Other big questions are addressed here. Not least of which is the question about whether the current value split between recorded music and publishing rights is fair. It's a question that has already been raised repeatedly so far this year, generally with a guaranteed response from labels that 'yes the split if fair', and from publishers of 'this split is unfair'. Managers actually occupy a useful position in this debate. They, more than labels or publishers, often have an interest in both camps. Whilst the report doesn't make any strong suggestions about whether things should change here, the finding that only 11% of managers feel that the current split is fair makes a powerful point in a non-sectarian way.

It's unsurprising that the report also highlights the 'transparency' issues around licensing of digital services, both by labels and collecting societies. The MMF feels that managers need more tools to understand how value is paid out by streaming services, in particular, and whether their artists are enjoying a fair share of the money which flows to labels. Managers are correct to point out that when a signifiant proportion of the value in label deals might come in the form of minimum guarantees, advances, equity stakes or ingestion fees, those deals often favour the position of the label and its short-term priorities, rather than the protection of longterm revenue flows to artists.

The report questions include whether equity cash-outs, or breakage sums resulting from advances or minimum revenue guarantees should be shared with artists. The fact that 46%  of the MMF's survey respondents “had no idea what charges and deductions their artists' labels are making on digital income” pretty much speaks for itself.

We feel that we'll be returning to this report again and again over coming months, not least as it covers many other areas including safe harbours and compulsory licensing. These are deep and complex subjects to even understand, let alone move forward. Again we'd say that the tone of this report is really significant however. Whilst it could perhaps be easy for managers to accuse labels of being crooks who structure their businesses deliberately to hide money from artists, this is not what is said in the report – it recognises that the world is more complicated. Instead, it suggests that the first step towards achieving realistic improvement is to understand exactly what is going on and why, before attempting to address whether it's also fair.

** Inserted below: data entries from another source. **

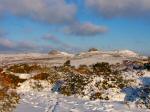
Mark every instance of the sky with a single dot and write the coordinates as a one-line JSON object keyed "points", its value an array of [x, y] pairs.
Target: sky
{"points": [[74, 25]]}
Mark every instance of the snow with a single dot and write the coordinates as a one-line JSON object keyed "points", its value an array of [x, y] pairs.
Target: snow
{"points": [[127, 53]]}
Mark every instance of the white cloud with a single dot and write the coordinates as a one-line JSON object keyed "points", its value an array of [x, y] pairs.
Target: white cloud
{"points": [[85, 29], [51, 11], [120, 8]]}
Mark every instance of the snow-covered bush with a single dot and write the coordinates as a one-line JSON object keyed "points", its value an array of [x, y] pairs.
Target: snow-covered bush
{"points": [[74, 84], [144, 97], [23, 68], [8, 102]]}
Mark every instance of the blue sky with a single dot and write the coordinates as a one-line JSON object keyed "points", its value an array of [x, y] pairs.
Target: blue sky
{"points": [[74, 25]]}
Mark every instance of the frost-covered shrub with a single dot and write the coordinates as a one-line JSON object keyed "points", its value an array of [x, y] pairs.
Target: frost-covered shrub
{"points": [[8, 102], [50, 75], [84, 69], [101, 68], [9, 80], [74, 84], [147, 66], [92, 49], [23, 68], [144, 97]]}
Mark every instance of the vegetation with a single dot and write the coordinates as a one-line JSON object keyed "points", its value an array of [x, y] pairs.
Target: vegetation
{"points": [[92, 49], [24, 68], [9, 80]]}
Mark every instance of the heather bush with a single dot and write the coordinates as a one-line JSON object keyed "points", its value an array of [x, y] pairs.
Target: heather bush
{"points": [[24, 68], [73, 84]]}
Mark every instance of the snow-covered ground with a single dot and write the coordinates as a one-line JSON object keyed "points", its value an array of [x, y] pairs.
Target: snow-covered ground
{"points": [[86, 58], [47, 101]]}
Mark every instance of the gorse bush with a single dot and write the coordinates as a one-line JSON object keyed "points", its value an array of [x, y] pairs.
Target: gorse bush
{"points": [[24, 68], [9, 80], [73, 84]]}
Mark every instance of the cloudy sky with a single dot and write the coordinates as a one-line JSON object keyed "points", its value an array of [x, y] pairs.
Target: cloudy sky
{"points": [[74, 25]]}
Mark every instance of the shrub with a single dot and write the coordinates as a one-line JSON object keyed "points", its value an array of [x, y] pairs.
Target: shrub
{"points": [[24, 68], [73, 84], [92, 49], [9, 80], [8, 102], [84, 69], [101, 68], [67, 63]]}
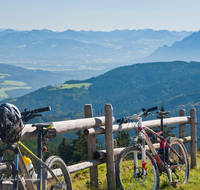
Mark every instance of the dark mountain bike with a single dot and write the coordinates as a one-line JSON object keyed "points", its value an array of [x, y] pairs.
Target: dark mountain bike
{"points": [[51, 174]]}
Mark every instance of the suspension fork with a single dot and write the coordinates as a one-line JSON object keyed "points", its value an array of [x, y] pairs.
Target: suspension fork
{"points": [[144, 171]]}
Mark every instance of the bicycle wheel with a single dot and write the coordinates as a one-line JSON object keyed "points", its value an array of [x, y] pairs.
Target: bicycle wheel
{"points": [[60, 169], [181, 173], [6, 176], [126, 178]]}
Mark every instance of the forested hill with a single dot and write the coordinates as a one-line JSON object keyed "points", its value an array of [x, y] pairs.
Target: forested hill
{"points": [[129, 88]]}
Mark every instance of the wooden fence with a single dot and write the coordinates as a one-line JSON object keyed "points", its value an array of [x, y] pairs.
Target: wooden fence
{"points": [[104, 125]]}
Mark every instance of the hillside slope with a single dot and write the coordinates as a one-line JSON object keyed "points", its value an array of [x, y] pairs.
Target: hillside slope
{"points": [[17, 81], [187, 49], [84, 51], [128, 89]]}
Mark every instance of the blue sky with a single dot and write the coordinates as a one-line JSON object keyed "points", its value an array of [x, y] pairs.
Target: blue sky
{"points": [[100, 15]]}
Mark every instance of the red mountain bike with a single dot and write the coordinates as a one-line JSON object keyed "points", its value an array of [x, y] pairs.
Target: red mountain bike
{"points": [[137, 168]]}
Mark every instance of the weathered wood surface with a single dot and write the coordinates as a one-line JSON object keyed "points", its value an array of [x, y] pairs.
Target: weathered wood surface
{"points": [[62, 127], [109, 147], [91, 142], [77, 167], [133, 125]]}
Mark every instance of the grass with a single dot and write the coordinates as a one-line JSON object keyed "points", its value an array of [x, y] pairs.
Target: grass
{"points": [[78, 85], [81, 179]]}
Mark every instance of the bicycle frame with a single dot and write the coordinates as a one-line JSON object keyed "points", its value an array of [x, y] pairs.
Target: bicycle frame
{"points": [[163, 167], [19, 163]]}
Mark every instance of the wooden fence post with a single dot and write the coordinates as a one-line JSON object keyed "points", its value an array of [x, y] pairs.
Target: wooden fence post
{"points": [[109, 147], [182, 126], [193, 138], [91, 149]]}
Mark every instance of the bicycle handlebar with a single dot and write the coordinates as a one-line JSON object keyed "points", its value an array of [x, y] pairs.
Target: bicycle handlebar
{"points": [[31, 114], [144, 113]]}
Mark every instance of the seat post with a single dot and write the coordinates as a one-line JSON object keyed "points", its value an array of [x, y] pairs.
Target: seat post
{"points": [[39, 168], [162, 127]]}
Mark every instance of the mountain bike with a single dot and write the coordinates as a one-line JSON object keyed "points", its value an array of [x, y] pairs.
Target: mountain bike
{"points": [[138, 168], [51, 174]]}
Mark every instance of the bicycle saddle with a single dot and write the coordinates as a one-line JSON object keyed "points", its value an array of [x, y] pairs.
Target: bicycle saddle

The report also recognises that many issues of concern actually originate outside the industry. The increasing use of NDAs in streaming agreements is highlighted as a particular killer for transparency. Of course, such NDAs are often demanded by the services, rather than being led by labels. When they become as powerful as the NDA which prevents PRS for Music from explaining rates in its YouTube deal to its own members however, they are clearly very problematic. Should the industry continue to allow itself to be forced into this position by tech giants? That's another question to consider. Again, this is what the report does really well: it exposes that failings in transparency are varied in nature, and not always deliberately or maliciously intended. 

Transparency is becoming such a catch-all term that it's arguably starting to become to broad for the issues at stake in our industry. Of course, transparency is a good thing. Getting anywhere nearer to achieving it however can only happen if we understand that within such a complex and fragmented world, the transparency test can only be usefully applied to really specific questions, as the MMF suggests. Is this contract fair? Is this revenue split fair? Am I being paid quickly enough, with accurate royalties? These are all questions which can reasonably be addressed. Is this industry transparent? That's just too wide. We fully support the MMF's attempt to get under the skin of each specific issue, rather than to draw dramatic conclusions. This is how progress is made.